Adrian Owen, who was lured from the University of Cambridge by a multimillion-dollar Canadian programme to attract the world's top researchers, said there was a real danger of a brain drain if science takes a sizeable hit in the government's Comprehensive Spending Review next month.
His warning was echoed by vice-chancellors, who said there was clear evidence that overseas countries are taking advantage of funding uncertainty in the UK to swoop for British talent.
Dr Owen, assistant director at the Medical Research Council's Cognition and Brain Sciences Unit in Cambridge, was attracted by the pull of healthy investment in Canada - he has been awarded C$10 million (£6.1 million) by its government to conduct his research at the University of Western Ontario - and the country's superior science infrastructure.
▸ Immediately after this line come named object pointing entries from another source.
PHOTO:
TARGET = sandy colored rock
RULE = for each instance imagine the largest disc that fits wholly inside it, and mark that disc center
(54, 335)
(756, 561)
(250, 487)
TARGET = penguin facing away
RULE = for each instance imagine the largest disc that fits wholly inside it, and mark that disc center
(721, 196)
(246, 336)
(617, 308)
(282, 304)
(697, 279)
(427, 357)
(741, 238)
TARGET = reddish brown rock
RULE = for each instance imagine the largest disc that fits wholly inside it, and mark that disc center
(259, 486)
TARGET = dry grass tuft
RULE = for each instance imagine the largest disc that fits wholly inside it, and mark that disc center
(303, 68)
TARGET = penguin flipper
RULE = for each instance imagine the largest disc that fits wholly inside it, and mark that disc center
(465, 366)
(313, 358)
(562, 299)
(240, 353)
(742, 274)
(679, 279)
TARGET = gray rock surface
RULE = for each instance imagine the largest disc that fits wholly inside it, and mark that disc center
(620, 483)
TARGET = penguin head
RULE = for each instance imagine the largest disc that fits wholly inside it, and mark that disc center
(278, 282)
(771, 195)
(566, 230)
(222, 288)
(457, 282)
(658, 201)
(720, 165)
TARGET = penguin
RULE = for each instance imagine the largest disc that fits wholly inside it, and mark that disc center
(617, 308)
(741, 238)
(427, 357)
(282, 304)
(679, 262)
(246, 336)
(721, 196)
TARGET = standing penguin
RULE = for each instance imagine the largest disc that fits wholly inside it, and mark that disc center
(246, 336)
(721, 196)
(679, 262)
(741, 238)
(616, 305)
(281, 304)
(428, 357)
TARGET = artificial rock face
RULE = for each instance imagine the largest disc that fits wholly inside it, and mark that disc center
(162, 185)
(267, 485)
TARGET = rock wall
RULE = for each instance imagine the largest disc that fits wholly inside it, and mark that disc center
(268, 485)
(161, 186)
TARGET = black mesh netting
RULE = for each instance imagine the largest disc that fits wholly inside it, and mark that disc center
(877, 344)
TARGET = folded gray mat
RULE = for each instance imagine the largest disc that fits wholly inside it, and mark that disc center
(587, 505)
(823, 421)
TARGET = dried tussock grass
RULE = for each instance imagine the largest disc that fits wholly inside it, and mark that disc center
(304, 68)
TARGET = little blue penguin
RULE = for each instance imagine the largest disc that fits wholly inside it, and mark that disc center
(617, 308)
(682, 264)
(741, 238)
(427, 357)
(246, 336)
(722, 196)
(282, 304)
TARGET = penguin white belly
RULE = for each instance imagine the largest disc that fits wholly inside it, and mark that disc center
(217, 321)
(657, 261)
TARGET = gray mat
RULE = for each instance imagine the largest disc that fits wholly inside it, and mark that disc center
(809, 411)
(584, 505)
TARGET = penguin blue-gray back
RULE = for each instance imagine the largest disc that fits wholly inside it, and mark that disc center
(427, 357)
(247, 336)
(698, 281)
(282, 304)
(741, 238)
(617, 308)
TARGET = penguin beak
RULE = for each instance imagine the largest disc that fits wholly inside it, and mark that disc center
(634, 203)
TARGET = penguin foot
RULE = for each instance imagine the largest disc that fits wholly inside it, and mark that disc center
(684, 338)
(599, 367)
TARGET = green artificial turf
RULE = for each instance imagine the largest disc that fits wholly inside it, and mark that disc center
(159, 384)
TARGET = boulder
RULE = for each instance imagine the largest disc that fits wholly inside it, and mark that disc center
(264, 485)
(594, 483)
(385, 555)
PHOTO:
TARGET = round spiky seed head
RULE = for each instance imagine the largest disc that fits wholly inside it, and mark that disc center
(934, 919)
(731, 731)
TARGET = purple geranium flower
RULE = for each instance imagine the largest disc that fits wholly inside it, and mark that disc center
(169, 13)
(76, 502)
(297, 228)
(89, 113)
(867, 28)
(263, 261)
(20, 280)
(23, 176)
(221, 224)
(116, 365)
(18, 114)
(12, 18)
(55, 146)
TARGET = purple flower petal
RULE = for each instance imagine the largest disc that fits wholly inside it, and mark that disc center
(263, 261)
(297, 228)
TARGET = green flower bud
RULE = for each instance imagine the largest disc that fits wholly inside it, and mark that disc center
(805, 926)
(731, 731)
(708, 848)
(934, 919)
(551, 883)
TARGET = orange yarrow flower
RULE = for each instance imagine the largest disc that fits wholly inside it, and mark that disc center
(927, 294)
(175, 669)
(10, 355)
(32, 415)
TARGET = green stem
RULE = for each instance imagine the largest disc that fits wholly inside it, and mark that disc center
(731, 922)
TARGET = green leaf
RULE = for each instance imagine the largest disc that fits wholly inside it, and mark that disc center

"My decision was not driven by a desire to leave here - I was very much pulled by Canada rather than pushed by the UK - but the situation where I am going is very different to the one I am leaving," he said.
"People are not going to just sit around in the UK because they like the UK. In a situation like this, where there are countries increasing their funding while not a lot is being invested in science in the UK, it is dangerous because people will move."
The scientist, who will officially take up his post in January 2011, will be joined by seven members of his Cambridge team.
Dr Owen said he had already witnessed a "really refreshing" attitude during his initial visits to Canada.
He will take up one of up to 20 Canada Excellence Research Chairs that have been created by the federal government in an overt attempt to persuade star academics from around the world to move to the country.
At least three other British academics have also been appointed to the roles.
Dr Owen, who has carried out groundbreaking research into brain activity among vegetative-state patients, said he was told during a recent visit to Canada that the chairs were created to help replenish an academic base that was badly eroded by public-sector cuts in the 1990s.
Steve Smith, president of Universities UK and vice-chancellor of the University of Exeter, said: "It is too early to say whether there is a pattern of academics leaving the UK due to overall funding pressures here.
"However, I am getting the impression that British universities are fighting more advances than usual from countries such as Canada, the US, Australia and Singapore, which are making attractive offers."
Another vice-chancellor, who declined to be named, called for greater research concentration if the forthcoming cuts are as severe as feared to avoid a brain drain damaging Britain's scientific standing in the world.
Wendy Piatt, director general of the Russell Group of research-intensive universities, said the consequences of the UK failing to compete with other countries would be "devastating".